Despite its distinctly Western allure, Lebanon as an aspiring democracy is severely deficient in its political culture, with the concept of party democracy plainly non-existent within any of its political formations. All major political parties in Lebanon are led by dynastic chieftains or former warlords. New parties, some with elaborate modern political programs, are formed around a titular figure with the fervent but slim hope of ascent to equivalence with their leaders-peers. Both the Sunni and Shia leaderships have been reduced through the destructive homogenizing effect of outside sponsors eradicating pluralism. Less such effect has affected the Christian community. Nonetheless, even internally, this community has failed to develop any political formation with recognizable internal democracy. Herein may lie a fundamental impediment to genuine democracy in Lebanon.
With its sovereignty subverted by Iran, unaccomplished national identity, structurally dysfunctional political system, flawed electoral law, and total absence of party democracy, Lebanon is far from seeing ahead of it a clear path to democracy. Yet elections, including the coming legislative exercise in a few weeks, are a crucial element in maintaining the resilience of Lebanon as a polity, in the midst of regional dissolution.
The Iranian stealth occupation of Lebanon is a reality that many Lebanese, for diverging reasons, choose to ignore. It may be forcefully argued that the verisimilitude of political normalcy provides Iran with a cover for its occupation. In his attempt at shaking the Lebanese order, the Saudi Crown Prince may have wanted to lift the cover and expose the reality of Iranian occupation. Such action may indeed an inevitable last course. It can be equally noted, however, that the edifice of Iranian control over Lebanon is built on leveraging minority stakes at multiple levels. Far from the almighty power, it seeks to project, it is a precarious balancing act that can be tripped by any alteration of its base components. Hezbollah may be more of a totalitarian fiction than a totalitarian reality, the stranglehold of the Shia community may be broken through a few courageous voices, the malleability of the political system can be re-purposed to undermine the hegemonic efforts, the pre-ordained elections can be challenged with any breach becoming a seed to defeat hegemony from within, and while no political party will voluntarily seek internal democracy, all can be shamed into gradual reform by a determined civil society.

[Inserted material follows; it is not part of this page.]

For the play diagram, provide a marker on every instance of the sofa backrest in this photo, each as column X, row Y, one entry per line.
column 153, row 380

The way out of the current impasse may indeed be a civil action. One feature of Lebanon, to counter the bleak but realistic portrayal, is that it does feature a well-developed civil society. Having been at the forefront of horizontal connections that challenge the vertical segmentation along community lines, Lebanese civil society, with a further clarity of vision, may indeed be the agency to initiate the needed changes. For civil society to continue to exist and thrive, and for the potential of a positive sudden reversal not to be wasted, political stability is needed, even if the product of an illusory democracy.